# CLASS-10INTRODUCTION & SEQUENCE

ARITHMETIC PROGRESSION (A.P)

Sequence –

Some numbers arranged in a definite order according to some definite rule are said to form a sequence. The number occurring at the nth place of a sequence is called its nth term, denoted by Tₑ or aₑ.

Example.) Consider the rule, Tₑ= (3e + 5)

Putting, e = 1, 2, 3, 4, 5, 6, 7,……………., we get

T₁ = (3e + 5) = 8

T₂ = (3e + 5) = 11

T₃ = (3e + 5) = 14, and so on ……..

Thus the numbers 8, 11, 14, 17, 20, 23,………… form a sequence. In this sequence, the first term is 8, the second term is 11, the third term is 14, and so on. The eth term is (3e + 5). The eth term in a sequence is called its general term.

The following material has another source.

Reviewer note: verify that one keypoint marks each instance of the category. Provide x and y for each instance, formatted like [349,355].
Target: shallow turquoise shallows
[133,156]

Arithmetic Progression (A.P) –

A sequence, in which each term differs from its preceding term by a constant, is called an arithmetic progression which can be written as A.P. The constant difference is called the common difference.

Example.1) Show that the progression 7, 12, 17, 22, 27,………..is in A.P. Write its first term and common difference.

Ans.) The given progression is 7, 12, 17, 22, 27,………..

We have, (12 – 7) = 5

(17 – 12) = 5

(22 – 17) = 5

(27 – 22) = 5

So, (12 – 7) = (17 – 12) = (22 – 17) = (27 – 22) = 5 (constant)

So, the given progression is an A.P

It’s first term = 7, and common difference = 5     (Ans.)

Example.2) Show that the progression 7, 4, 1, - 2, - 5, - 8,……….. is n A.P. Write its first term and the common difference

Ans.) The given progression is 7, 4, 1, - 2, - 5, - 8,………..

We have, (4 – 7) = - 3,

(1 – 4) = - 3,

(- 2 – 1) = - 3,

{- 5 – (- 2)} = (- 5 + 2) = - 3

{- 8 – (- 5)} = (- 8 + 5) = - 3

So, (4 – 7) = (1 – 4) = (- 2 – 1) = {- 5 – (- 2)} = {- 8 – (- 5)} = - 3 (constant)

So, the given progression is an A.P.

Its first term = 7, and common difference = - 3. (Ans.)

Example.3) Show that each of the following progressions is an A.P. Find the common difference and the next term of each –

(i) √7, √28, √63,…………

Ans.) The given terms are √7, √28, √63,…………

We write them as √7, √(4 X 7), √(9 X 7),…………

=> √7, √(2² X 7), √(3² X 7),…………

=> √7, 2√7, 3√7,…………

We have, (2√7 - √7) = √7

(3√7 - 2√7) = √7

So, (2√7 - √7) = (3√7 - 2√7) = √7       (constant)

So the given progression is an A.P. in which the common difference is √7. Clearly the next term is 4√7 = √(4² X 7) = √(16 X 7) = √112     (Ans.)

(ii) √18, √50, √98,…………….

The given terms are, √18, √50, √98,…………….

We may write as, √(9 X 2), √(25 X 2), √(49 X 2),…………….

=> √(3² X 2), √(5² X 2), √(7² X 2),…………..

=> 3√2, 5√2, 7√2,……………

We have, (5√2 - 3√2) = 2√2

(7√2 - 5√2) = 2√2

So, (5√2 - 3√2) = (7√2 - 5√2) = 2√2      (constant)

So the given progression is an A.P. in which the common difference is 2√2. Clearly the next term is 9√2 = √(9² X 2) = √(81 X 2) = √162     (Ans.)